El automóvil zigzagueaba por el sendero de montaña, subestimando abismos. Sólo detenía su ascenso para permitir el paso de algún ómnibus, que rozaba el vehículo al pasar. Aquella ruta estaba rodeada por una enmarañada vegetación, que aportaba un aroma vívido al tórrido día de verano.

A unos quinientos metros de altura, el conductor sacó su mano izquierda por la ventanilla e indicó: “Por ahí vive una comunidad hippie”. Jorge, su acompañante, dirigió sus fatigados ojos hacia esa dirección, pero sólo observó árboles y algunas piedras de gran tamaño.

-Yo vivía en Buenos Aires. Hace diez años conocí este lugar, y decidí quedarme a vivir. Todos los días hago este viaje. Hasta hace unos años veías pumas y otros animales en este camino, pero ahora pasa mucha gente por acá. Los pumas huyeron del hombre, se escondieron en la alta montaña -comentó el chofer, y luego prosiguió-. Una tarde de diluvio, subí a un puto que paraba en el hotel de la montaña, un hotel de lujo. El puto decía que era de la farándula de Buenos Aires. Gritaba “¡Esto es encantador!”, se asomaba por la ventanilla y sacaba fotos bajo la lluvia.
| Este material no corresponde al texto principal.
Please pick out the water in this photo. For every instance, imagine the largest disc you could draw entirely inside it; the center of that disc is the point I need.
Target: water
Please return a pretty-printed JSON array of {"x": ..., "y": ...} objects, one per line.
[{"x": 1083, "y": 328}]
Yo trataba que el viento no nos lleve el auto al precipicio.

El ascenso por San Javier continuó y, a unos dos mil metros de altitud, comenzaron a divisarse algunas casas. El conductor frenó junto una de ellas. “Acá está el alojamiento”, anunció, y Jorge descendió del coche. El hombre llevó dos de sus dedos a la boca, les chifló a los lugareños, cobró, saludó y se marchó.

El sol ya se desdibujaba, caería pronto. Jorge contempló el paisaje. Allá abajo, en la distante San Miguel de Tucumán, miles de luces se iban encendiendo intercaladamente, una tras otra, tímidamente, como respetando la oscuridad. El disfrute de aquella escena fue interrumpido por dos grandes perros que comenzaron a ladrar, uno a cada lado del camino de piedra. Ladraban, ladraban, ladraban. El nuevo huésped logró llegar hasta los anfitriones. Estos miraron fijamente a los perros, los perros los miraron fijamente y enmudecieron. Junto a la puerta de la casa, había una anciana, una mujer amamantando a su hijo y algunos niños.

-Buen día, son treinta pesos por persona, más cinco por el baño –dijo la anciana, con una sonrisa de bienvenida.

Luego de una breve charla, Jorge se adentró en la parte posterior del terreno. La estancia era amplia. El terreno estaba en bajada. Había dos grandes antenas, una pequeña cancha de fútbol y muchas flores silvestres. Ofrecía una vista magnífica de la ciudad.

Algunos niños estaban jugando a la pelota en la diminuta cancha de césped. Era un verdadero espectáculo. A unos dos mil metros de altura, los niños danzaban tras el balón y parecían volar. Las niñas también lo hacían. Tenían que jugar en una zona de diez metros por siete, aproximadamente. Si impulsaban la pelota fuera de de esa zona, bajaría por la montaña y no volverían a verla. Un chico ocupaba uno de los arcos de madera. Tras el arco estaba cayendo el sol. Cada vez que la pelota se metía en el arco, viajaba hacia él. Aquellos debían ser los goles más hermosos del mundo.

Jorge vio un hombre colocando una bombita de luz sobre un alambre. Acariciaba los 70 años, se llamaba Hugo y trabajaba para Vialidad, en el sendero de montaña. Sus negros ojos parecían huérfanos de toda maldad, su curtido rostro evidenciaba una forma de vida. El fulbito de sus nietos le iluminaba la mirada en la apacible tarde tucumana.

Hugo saludó y fue hacia su casa. A las cinco de la mañana desvelaría a los gallos con su tractor. Los purretes correteaban y el sol ya tenía menos fuerzas para devorarles la pelota. Entonces se escuchó un ruido que avanzaba desde arriba. Toc, toc, toc, toc. De repente, tres caballos se adueñaron del terreno. Una gallina empezó a correr y sus críos la siguieron, piando enloquecidos.

Los equinos se detuvieron, majestuosos, con sus largas cabelleras de petróleo. Pero la magia residía en sus ojos, que denotaban cierta inocencia. Quizá hay algo que no sabían y tampoco querían saberlo. Pastoreaban y alejaban moscardones, moviendo sus colas como abanicos de seda.

Luego retomaron movimiento y comenzaron una larga carrera por la yunga. Sin hipódromo, sin jockeys, sin monturas, sin cronómetros, sin espacio y sin tiempo. La libertad debía soñar con esto. Jorge dejó de pensar en ello y se sumó al fulbito, mientras el destino aprendía a correr desde atrás a los caballos salvajes.